Further, the French military reform period from 1763-1789 had initiated and/or developed staff organization and functioning, the development of the division as a tactical organization, the excellent artillery reforms that remade the French artillery arm and finally developed field artillery as distinct to siege artillery.
The field maneuvers in Normandy in the 1770s developed the tactics that would be employed beginning in the 1790s during the French Revolutionary Wars. Some of the results of the experimentation were the excellent expeditionary force under Rochambeau that was sent to assist the Americans in 1780, including the new artillery pieces of the Gribeauval System.
The corps system was first employed in the Marengo campaign of 1800 and was then fully integrated into the Grande Armee. The French staff system was superior to anything the allies employed as well as the system of divisions that made up the individual corps.
The French corps d'armee was essentially a corps headquarters for command and control with corps troops assigned to it (engineers, gendarmes, and support troops).
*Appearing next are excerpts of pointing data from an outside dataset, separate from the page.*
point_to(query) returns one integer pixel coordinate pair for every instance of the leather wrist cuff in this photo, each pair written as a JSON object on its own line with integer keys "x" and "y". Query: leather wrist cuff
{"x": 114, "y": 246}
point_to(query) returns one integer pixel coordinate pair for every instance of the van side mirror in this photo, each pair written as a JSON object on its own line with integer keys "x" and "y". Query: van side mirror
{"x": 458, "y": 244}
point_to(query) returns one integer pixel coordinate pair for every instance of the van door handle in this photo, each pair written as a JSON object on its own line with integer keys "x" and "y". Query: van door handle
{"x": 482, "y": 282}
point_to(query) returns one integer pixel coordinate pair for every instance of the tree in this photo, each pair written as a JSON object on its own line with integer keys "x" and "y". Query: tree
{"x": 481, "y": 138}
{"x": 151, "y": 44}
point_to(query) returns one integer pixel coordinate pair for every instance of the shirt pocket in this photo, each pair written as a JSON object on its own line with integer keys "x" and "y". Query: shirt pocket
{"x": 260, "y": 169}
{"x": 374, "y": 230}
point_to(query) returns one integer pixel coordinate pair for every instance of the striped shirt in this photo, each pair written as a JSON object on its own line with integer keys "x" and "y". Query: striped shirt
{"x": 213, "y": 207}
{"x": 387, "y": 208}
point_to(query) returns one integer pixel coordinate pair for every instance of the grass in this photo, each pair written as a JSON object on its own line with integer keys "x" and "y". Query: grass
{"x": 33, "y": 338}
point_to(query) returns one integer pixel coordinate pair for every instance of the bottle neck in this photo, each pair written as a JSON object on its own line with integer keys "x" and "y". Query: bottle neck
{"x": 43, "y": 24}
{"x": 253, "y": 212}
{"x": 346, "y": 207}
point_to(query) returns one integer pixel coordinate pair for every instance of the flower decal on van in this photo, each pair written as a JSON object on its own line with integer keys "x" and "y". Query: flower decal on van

This could control from two to five infantry divisions and would also have either a brigade or division of light cavalry assigned to it.
If the situation demanded or an opportunity presented itself divisions of either infantry or cavalry could be attached or detached between corps and other corps could be temporarily organized as in 1805, 1807, and 1809 with little or no loss of efficiency.
The flexibility of the corps d'armee system enabled command and control to be decentralized and the corps themselves were organized both to the merits and capabilities of the individual corps commanders and to confuse enemy intelligence.
Horse artillery made its debut in the French service in 1792 and Napoleon introduced a militarized artillery train in 1800.
Napoleon also organized the Cavalry Reserve which was a corps organization of cavalry and supporting artillery and other corps units commanded by the army cavalry commander.
Each corps had both an engineer and artillery commander, the latter usually being an artillery general officer.
There was also an army artillery reserve under the command of the army artillery chief, a senior artillery officer.
No other army of the period was organized from 1805 in such a manner, though some armies adopted the corps system later in the wars.
Neither the Austrians nor the Russians were trained to this standard and their organizations above the regiment were not permanent organizations and the units were formed into ad hoc higher-level organizations at the beginning of a campaign from units that had not trained together to the same standard.